I want the courage to face my fears. I believe that martial arts gives me that courage. It tells me, what's the worst thing that's gonna happen and makes me do the fearsome / unknown thing. 

I have a lot of fears - my inner demons that are stopping me from succeeding. To get my inner game right, I need something like this. Some martial art where I get out of my comfort zone and learn new things. 

At the gym, it's just me and the weights. No comfort zones there. At the class, it's me, the other guys training and we are doing some real training. 

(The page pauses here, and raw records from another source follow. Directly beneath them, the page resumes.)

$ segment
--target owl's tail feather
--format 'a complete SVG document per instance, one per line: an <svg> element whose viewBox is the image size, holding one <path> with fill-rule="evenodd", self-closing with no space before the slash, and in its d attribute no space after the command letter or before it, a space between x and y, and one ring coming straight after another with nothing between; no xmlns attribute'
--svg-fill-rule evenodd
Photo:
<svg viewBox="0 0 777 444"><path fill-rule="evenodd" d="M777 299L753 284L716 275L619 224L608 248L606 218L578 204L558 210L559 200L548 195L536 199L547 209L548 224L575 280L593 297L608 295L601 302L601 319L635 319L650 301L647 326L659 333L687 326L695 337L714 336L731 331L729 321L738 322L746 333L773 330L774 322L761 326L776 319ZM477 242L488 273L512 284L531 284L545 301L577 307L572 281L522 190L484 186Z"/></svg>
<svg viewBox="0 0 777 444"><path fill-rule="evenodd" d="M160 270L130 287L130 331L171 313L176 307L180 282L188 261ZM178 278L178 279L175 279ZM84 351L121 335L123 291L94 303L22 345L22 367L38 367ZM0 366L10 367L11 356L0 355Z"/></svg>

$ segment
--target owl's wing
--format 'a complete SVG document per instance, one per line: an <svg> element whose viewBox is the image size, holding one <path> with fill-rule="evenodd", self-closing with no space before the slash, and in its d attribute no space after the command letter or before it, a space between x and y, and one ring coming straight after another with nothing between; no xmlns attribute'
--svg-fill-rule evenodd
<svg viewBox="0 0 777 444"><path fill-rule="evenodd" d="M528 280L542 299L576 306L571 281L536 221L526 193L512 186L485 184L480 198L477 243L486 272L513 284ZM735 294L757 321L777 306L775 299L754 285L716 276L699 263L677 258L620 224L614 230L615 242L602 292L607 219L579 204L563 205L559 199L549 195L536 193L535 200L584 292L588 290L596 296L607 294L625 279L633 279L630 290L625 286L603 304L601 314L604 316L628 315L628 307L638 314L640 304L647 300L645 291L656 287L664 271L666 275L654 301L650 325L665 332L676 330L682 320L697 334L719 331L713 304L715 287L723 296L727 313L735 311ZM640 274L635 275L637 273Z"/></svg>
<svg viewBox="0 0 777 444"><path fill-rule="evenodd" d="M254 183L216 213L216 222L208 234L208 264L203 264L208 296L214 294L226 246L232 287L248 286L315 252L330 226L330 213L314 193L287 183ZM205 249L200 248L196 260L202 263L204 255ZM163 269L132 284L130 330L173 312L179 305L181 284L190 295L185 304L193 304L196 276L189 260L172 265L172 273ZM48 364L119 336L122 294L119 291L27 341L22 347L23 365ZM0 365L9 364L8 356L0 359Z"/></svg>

It's almost a simulation of a real world fight. A fight makes you feel so great.


----------



## KenpoVzla (Oct 26, 2010)

In any case, try not to commit to any place right away. I'm not sure how it is in India, but here in canada, most schools want to make you sign a contract/membership right away within 1-2 sample classes. I would say try it out for at least a month and see how you're feeling.

Also, a huge indicator for me is to look at their black belts/advanced students and see if they are what I want to become. Is their technique spectacular? It's hard to judge when you don't know the system, but some you'll notice some aspects that stand out.


----------



## WC_lun (Oct 26, 2010)

From a fighting aspect, the shootfighting place looks to be much better.

My biggest advice is do not take martial arts from an instructor you have doubts about.  You have to trust your instructor and you will be spending a lot of time with him, if you stick with it.  Anything that is setting off alarm bells now will more than likely turn into a huge issue later down the road.


----------



## DarkShadowfax (Oct 26, 2010)

I think I'd go for the shootfighting. The Krav Maga videos were probably done with beginners, but even then I'd say the punches and kicks were weak and would only be a minor annoyance to the guys who want something from you, be it your money or blood.

Ask the instructors some questions if you want. Good instructors will answer them and would be more than willing to spend their time on you.


----------



## Greg Anthony (Oct 28, 2010)

I agree with everyone else...the shootfighting is probably your best bet.

But like someone said, talk to the instructors...good instructors will never hesitate to answer any questions.


----------



## tylerdrun (Nov 4, 2010)

Thanks all of u. I joint the shootfighting class and attended my fifth class today. 

I must say that it's been amazing all though I haven't sparred yet. I am just doing the normal exercises and have been practicing punches and kicks. 

WIth every class, I see a little improvement. I was punching like a ***** iwthout using my shoulders in the first class and now I see some better punches. 

And the same for the kicks. I was actually just pointing in my kicks and now I've improved. I am actually kicking by thrusting my hip forward.

There is improvement but there are lots of flaws in my technique. Gotta go for more practice...

I joint the class on 10/10/10. My instructor is just two years older than me and has two years experience. But the head instructor has lots of experience(20yrs odd and five martial arts). 

I am training as a  newbie here and soon willl move to the other class when I turn 18 and get some experience under my belt. 


Thanks.


----------